O colunista semanal é aquele que, quase como regra, deve encontrar um tema atemporal, que resista à passagem dos dias e dos acontecimentos para não chegar à data de sua publicação com uma coluna demodê. O diabo é que alguns casos ficam na cabeça e, quando a gente vê, já estão na ponta dos dedos, virando texto. Isso embora tudo de mais interessante e inteligente já tenha sido dito sobre o assunto.
Sim, me refiro à senhora das marmitas. A que pararia de receber comida por votar em um candidato diferente daquele do rotundo empresário que, até então, fazia a — digamos — caridade. História que deve acontecer seguido com as pessoas mais humildes, essa da troca de voto por alguma coisa, trabalho, um canto, remédio, comida. Direitos que deveriam ser de todos, independentemente de qualquer condição.
De tudo o que li e ouvi sobre esse triste caso, o que mais me tocou foi dito por Reinaldo Azevedo, jornalista que não se identifica com a esquerda e, muito menos, com a barbárie. Pausa para dizer que, junto com Pantanal, o programa do Reinaldo, que acompanho no YouTube, é meu segundo vício. Bem, tenho outros, mas esses dois são diários.
Reinaldo citou a filósofa alemã de origem judia Hannah Arendt, cuja foto está na estante lotada de livros que fica às costas dele, no escritório onde o programa é gravado. Estante mesmo, não o tapume fake que serve de cenário para alguns.
É de Arendt o conceito de “banalidade do mal” que, muito superficialmente, designa a multidão que apenas segue a onda, sem fazer grandes julgamentos morais.
Mais ou menos o que a sábia filosofia popular brasileira conceituou como “gado”.

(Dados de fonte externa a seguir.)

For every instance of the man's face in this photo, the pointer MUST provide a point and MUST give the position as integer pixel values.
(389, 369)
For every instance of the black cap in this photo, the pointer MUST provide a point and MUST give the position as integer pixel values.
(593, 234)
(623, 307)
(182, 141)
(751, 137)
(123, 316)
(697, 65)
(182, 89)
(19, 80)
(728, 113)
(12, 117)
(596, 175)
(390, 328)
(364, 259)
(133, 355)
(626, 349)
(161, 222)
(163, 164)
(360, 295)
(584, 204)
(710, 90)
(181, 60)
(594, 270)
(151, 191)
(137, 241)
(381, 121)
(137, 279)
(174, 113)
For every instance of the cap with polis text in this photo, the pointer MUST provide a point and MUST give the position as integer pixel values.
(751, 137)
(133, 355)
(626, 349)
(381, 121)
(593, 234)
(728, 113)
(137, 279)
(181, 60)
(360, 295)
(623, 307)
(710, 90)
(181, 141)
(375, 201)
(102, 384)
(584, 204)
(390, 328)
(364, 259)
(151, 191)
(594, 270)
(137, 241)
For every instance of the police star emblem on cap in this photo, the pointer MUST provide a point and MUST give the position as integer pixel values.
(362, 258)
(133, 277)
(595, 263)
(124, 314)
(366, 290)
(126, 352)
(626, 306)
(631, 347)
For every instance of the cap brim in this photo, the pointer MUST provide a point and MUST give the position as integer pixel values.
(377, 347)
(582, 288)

Essa falta de julgamento moral significa que, na vida real, o mal não é propriedade de supervilões ou de psicopatas do crime, como se vê na ficção. O sujeito que é um bom pai, um marido carinhoso, um filho respeitoso, um tio engraçado, pode ser mau na forma como trata quem não faz parte de suas relações mais próximas. O porteiro do prédio, o garçom, a moça da limpeza, a senhora que precisa de uma marmita.
Talvez o empresário que fez aquela presepada seja um sujeito bonachão, até bom em suas relações mais próximas. Talvez seja um ser humano lamentável apenas com quem não conhece. O que faz dele um ser humano lamentável em todos os aspectos, na minha modesta opinião.
Ah: embora empresário, o sujeito embolsou o auxílio emergencial até novembro do ano passado. E não demorou a gravar um novo vídeo se dizendo arrependido por ter gravado o primeiro vídeo — não por seu ato deplorável.
Sobre a mulher, que mora com três filhos e os cachorros que resgata em uma peça que ergueu com as próprias mãos, que lição de dignidade deu ao bem-alimentado ser que a humilhou. Disse que não pensa em processá-lo, o sujeito já está pagando com a exposição e as consequências de sua atitude.
E pensar que foi ele mesmo quem postou o malfadado vídeo que virou sua vida de cabeça para baixo. Como diz Hannah Arendt, há quem apenas faça, sem grandes preocupações com o que é certo ou errado, com o que é ou não moral.
A falta de empatia e compaixão de uns e outros está aí para comprovar.